University of Maryland, College Park
Title of presentation: Effects of Water Availability and Temperature on CAM Expression and Water Use Efficiency by Sedum Album and Sedum Kamtschaticum
Advisors: Mark van Iersel and John D. Lea-Cox
Abstract: Though varying degrees of CAM have been documented for Sedum species, less is known about the implications of this variation for total water and carbon budgets. This study tracks the carbon gain and water use for the more extensively studied Sedum album and for Sedum kamtschaticum, for which CAM has been sparsely documented. Whole plant gas exchange chambers were used to document the diurnal flux of CO2 and evapotranspiration from four replicates of each species. Plants were watered at the beginning of the experiment and again after 21 days. Whole plant gas exchange and evapotranspiration was continuously measured within eight acrylic chambers, placed in one of two Conviron (Winnipeg, Canada) growth chambers, using a datalogger (CR10T; Campbell Scientific, Logan, UT). Air flow through each gas exchange chamber (≈17 mmol·s−1) was measured with mass flow meters (HFM200; Teledyne Hasting Inst., Hampton, VA) and the difference in CO2 concentration between the air entering and exiting the gas exchange chambers was measured with an infrared gas analyzer in differential mode (LI-6262; LI-COR, Lincoln, NE). Most likely as a result of differential Crassuleacean Acid metabolism (CAM), S. album fixed C at 2.55 (± 0.30) mmol and S. kamtschaticum fixed C at 4.68 (± 0.74) mmol. During this same period, S. kamtschticum used 68.87 (± 8.15) grams of water in contrast to 45.82 (± 4.15) grams of water used by S. album. Malic acid analysis indicated that S. album was in CAM throughout the course of the study, but S. kamtschticum only began CAM idling weakly around day 9. These findings suggest that S. album was the more drought tolerant species under the environmental conditions of this experiment. For geographic areas with extended dry periods, S. album may be the preferred species compared to S. kamtschaticum. In cooler, wetter climates, this species may not transpire water fast enough to contribute substantially to green roof stormwater efficiency. Nevertheless, having a species that can tolerate periods of drought stress is important for overall system function, especially when ongoing green roof management or renovation costs are considered.

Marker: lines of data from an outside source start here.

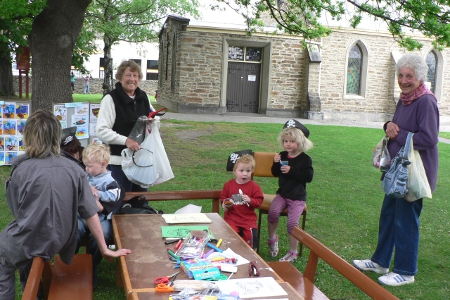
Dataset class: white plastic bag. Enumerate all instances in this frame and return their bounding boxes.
[121,122,174,188]
[405,137,432,202]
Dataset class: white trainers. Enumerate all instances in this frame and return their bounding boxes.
[378,272,414,286]
[353,259,389,274]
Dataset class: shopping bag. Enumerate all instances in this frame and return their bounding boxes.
[372,136,391,172]
[405,137,432,202]
[383,132,414,198]
[121,121,174,188]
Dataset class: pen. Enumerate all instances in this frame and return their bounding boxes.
[167,249,180,260]
[207,243,223,252]
[164,239,181,245]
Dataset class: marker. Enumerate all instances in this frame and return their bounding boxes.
[207,243,223,252]
[167,249,180,260]
[175,240,183,250]
[202,249,214,258]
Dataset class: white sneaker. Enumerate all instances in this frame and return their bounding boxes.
[353,259,389,274]
[378,272,414,286]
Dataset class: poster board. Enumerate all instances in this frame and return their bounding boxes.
[0,100,31,166]
[53,102,101,147]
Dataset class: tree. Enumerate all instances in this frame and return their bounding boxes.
[84,0,198,94]
[217,0,450,50]
[0,0,46,96]
[28,0,92,110]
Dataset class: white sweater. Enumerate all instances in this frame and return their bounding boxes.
[95,94,160,165]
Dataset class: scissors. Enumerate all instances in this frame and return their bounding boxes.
[154,271,180,284]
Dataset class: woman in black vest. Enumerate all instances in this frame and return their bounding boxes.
[96,60,159,192]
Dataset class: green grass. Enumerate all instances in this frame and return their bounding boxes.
[0,119,450,300]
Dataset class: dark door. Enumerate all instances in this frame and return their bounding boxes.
[227,62,261,113]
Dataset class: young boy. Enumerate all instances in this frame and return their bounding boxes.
[220,154,264,251]
[78,142,123,287]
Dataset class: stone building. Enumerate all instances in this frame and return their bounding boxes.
[158,16,450,121]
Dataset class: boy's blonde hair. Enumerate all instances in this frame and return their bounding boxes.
[233,154,255,172]
[278,127,314,152]
[83,142,111,164]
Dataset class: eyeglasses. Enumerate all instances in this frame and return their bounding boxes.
[125,74,139,78]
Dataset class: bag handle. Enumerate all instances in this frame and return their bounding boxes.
[402,132,414,159]
[132,148,153,168]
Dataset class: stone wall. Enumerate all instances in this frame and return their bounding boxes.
[158,17,450,121]
[14,76,158,96]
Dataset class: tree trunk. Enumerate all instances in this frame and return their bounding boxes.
[103,38,114,95]
[0,42,14,97]
[28,0,92,111]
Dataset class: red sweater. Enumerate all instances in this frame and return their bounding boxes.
[220,179,264,228]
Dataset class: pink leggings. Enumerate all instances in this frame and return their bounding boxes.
[267,194,306,234]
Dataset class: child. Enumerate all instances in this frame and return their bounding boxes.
[220,154,264,251]
[78,142,123,287]
[267,120,314,262]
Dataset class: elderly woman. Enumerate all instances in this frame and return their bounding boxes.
[96,60,154,192]
[0,110,131,300]
[353,54,439,286]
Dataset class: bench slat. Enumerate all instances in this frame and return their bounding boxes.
[48,254,93,300]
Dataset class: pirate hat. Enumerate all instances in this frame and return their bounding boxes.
[60,126,77,147]
[283,119,309,138]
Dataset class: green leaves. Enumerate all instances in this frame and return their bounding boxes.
[221,0,450,50]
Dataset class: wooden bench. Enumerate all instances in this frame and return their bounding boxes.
[123,190,222,213]
[268,227,398,300]
[22,254,94,300]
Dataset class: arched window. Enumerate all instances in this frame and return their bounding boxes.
[427,51,438,93]
[347,44,363,95]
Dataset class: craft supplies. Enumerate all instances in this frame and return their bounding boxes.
[180,259,220,280]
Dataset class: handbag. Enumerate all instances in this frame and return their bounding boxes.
[372,136,391,172]
[405,136,432,202]
[383,132,414,198]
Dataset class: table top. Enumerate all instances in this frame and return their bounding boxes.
[113,213,301,299]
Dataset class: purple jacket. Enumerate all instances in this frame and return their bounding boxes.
[388,94,439,192]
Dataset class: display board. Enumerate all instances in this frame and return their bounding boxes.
[53,102,101,147]
[0,100,31,165]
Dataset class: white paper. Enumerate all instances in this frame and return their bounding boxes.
[216,277,287,299]
[175,204,202,214]
[208,248,250,266]
[162,213,212,224]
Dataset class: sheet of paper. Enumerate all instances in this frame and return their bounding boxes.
[162,213,212,224]
[216,277,287,299]
[208,248,250,266]
[161,225,214,238]
[175,204,202,214]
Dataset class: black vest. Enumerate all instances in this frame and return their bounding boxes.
[109,82,150,156]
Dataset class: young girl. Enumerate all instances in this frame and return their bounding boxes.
[267,120,314,262]
[220,154,264,251]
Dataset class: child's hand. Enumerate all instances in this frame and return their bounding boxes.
[242,195,252,203]
[273,153,281,163]
[280,165,291,174]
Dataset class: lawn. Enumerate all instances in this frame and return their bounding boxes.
[0,95,450,300]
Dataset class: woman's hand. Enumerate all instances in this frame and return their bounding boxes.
[125,138,141,151]
[102,248,131,262]
[386,122,400,140]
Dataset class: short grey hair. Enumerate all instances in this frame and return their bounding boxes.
[395,53,428,83]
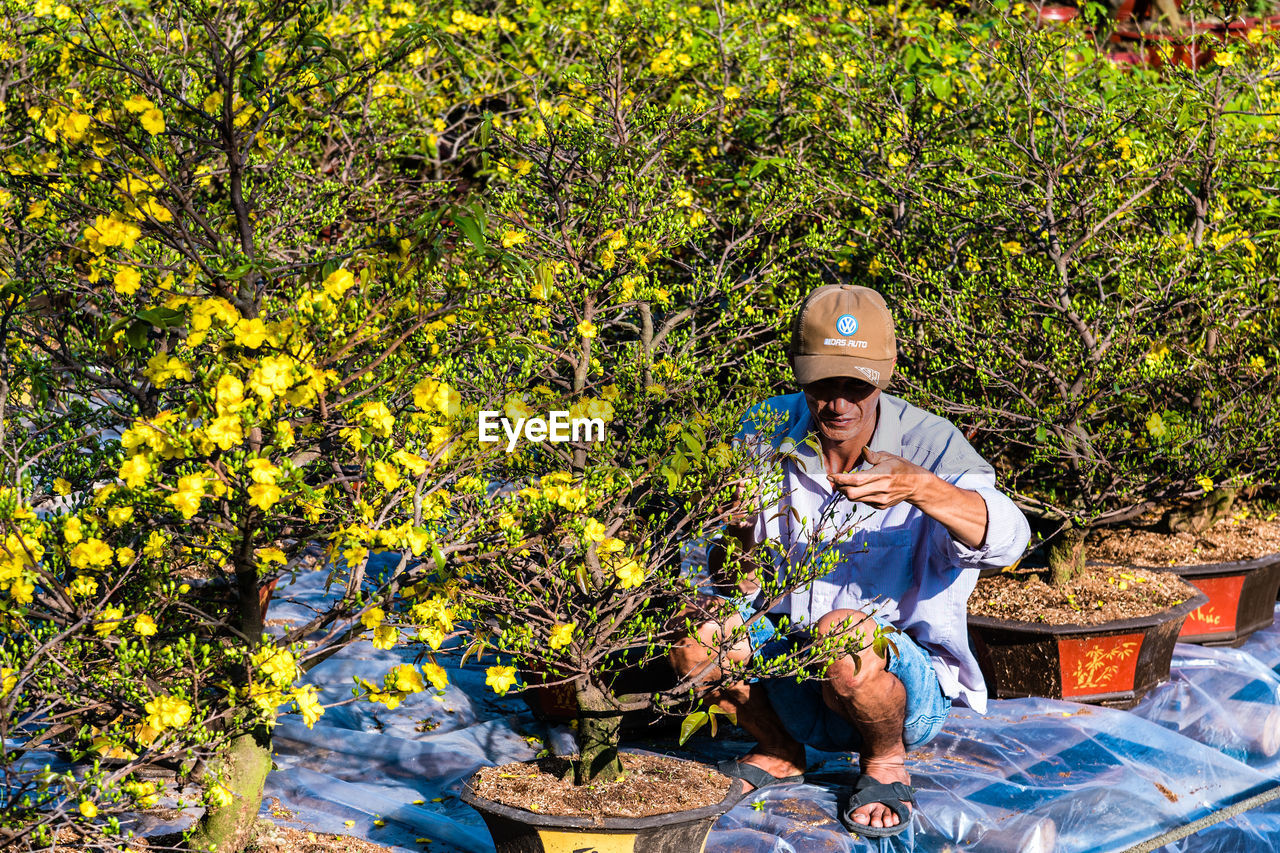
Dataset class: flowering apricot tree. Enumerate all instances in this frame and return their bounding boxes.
[0,3,490,850]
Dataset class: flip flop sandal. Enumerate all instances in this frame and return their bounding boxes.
[716,758,804,790]
[840,775,915,838]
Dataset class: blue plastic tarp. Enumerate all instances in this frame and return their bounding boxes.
[186,563,1280,853]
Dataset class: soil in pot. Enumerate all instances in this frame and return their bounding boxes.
[475,752,733,817]
[969,566,1207,708]
[1089,516,1280,566]
[969,560,1196,625]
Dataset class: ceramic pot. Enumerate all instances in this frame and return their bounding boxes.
[969,593,1208,708]
[462,763,744,853]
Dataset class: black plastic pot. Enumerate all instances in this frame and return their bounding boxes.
[969,593,1208,708]
[462,763,744,853]
[1155,553,1280,646]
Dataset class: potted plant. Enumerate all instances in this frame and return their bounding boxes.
[1094,489,1280,646]
[409,17,878,850]
[803,9,1276,703]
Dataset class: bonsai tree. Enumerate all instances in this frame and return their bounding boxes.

Authors: Olyssa Starry, University of Maryland, College Park; Jongyun Kim, Pai Chai University, Daejeon, Korea; Sue Dove, University of Georgia, Athens; Marc van Iersel, University of Georgia, Athens; John D. Lea-Cox, University of Maryland, College Park
Specified Source(s) of Funding: USDA–NIFA, SCRI Award no. 2009-51181-05768
Title of presentation: Comparison of Light-Emitting Diode Towers Vs. High-Pressure Sodium Lamps for Year-Round Production of High-Wire Greenhouse-Grown Tomatoes
Advisor: Cary A. Mitchell
Abstract: Intensive year-round local production of greenhouse-grown vegetables requires the use of supplemental lighting to complement solar radiation in light-limited northern climates. Intracanopy light-emitting diode (ICL-LED) towers were compared to overhead high-pressure sodium lamps (HPS-OH) as an alternative supplemental light source for high-wire greenhouse tomato (Solanum lycopersicum L.) production. Two consecutive experiments evaluating growth, yield, and energy consumption from winter-to-summer (increasing natural daily light integral (DLI); Expt. 1) and summer-to-winter (decreasing natural DLI; Expt. 2) were conducted in a northern climate (West Lafayette, IN, USA) to evaluate climatic responses to supplemental photosynthetic lighting. Cultivars Komeett and Success were grown in a glass-glazed greenhouse for five months. Plants were grown under one of three lighting treatments which included: 1000-W (Expt. 1) or 600-W (Expt. 2) HPS-OH lamps vs. LED-ICL towers (95% red and 5% blue) vs. no supplemental lighting (control). No differences were observed between cultivars for any of the parameters evaluated. Our findings indicate that equivalent increases in fruit number and yield can be achieved with the two supplemental light treatments compared to the unsupplemented control. Furthermore, significant energy savings can be achieved using the ICL-LED compared to the standard OH-HPS lamps (75% and 55% for Experiment. 1 and Experiment 2, respectively). Our results suggest that ICL-LED is a viable alternative to the widely adopted HPS-OH lighting.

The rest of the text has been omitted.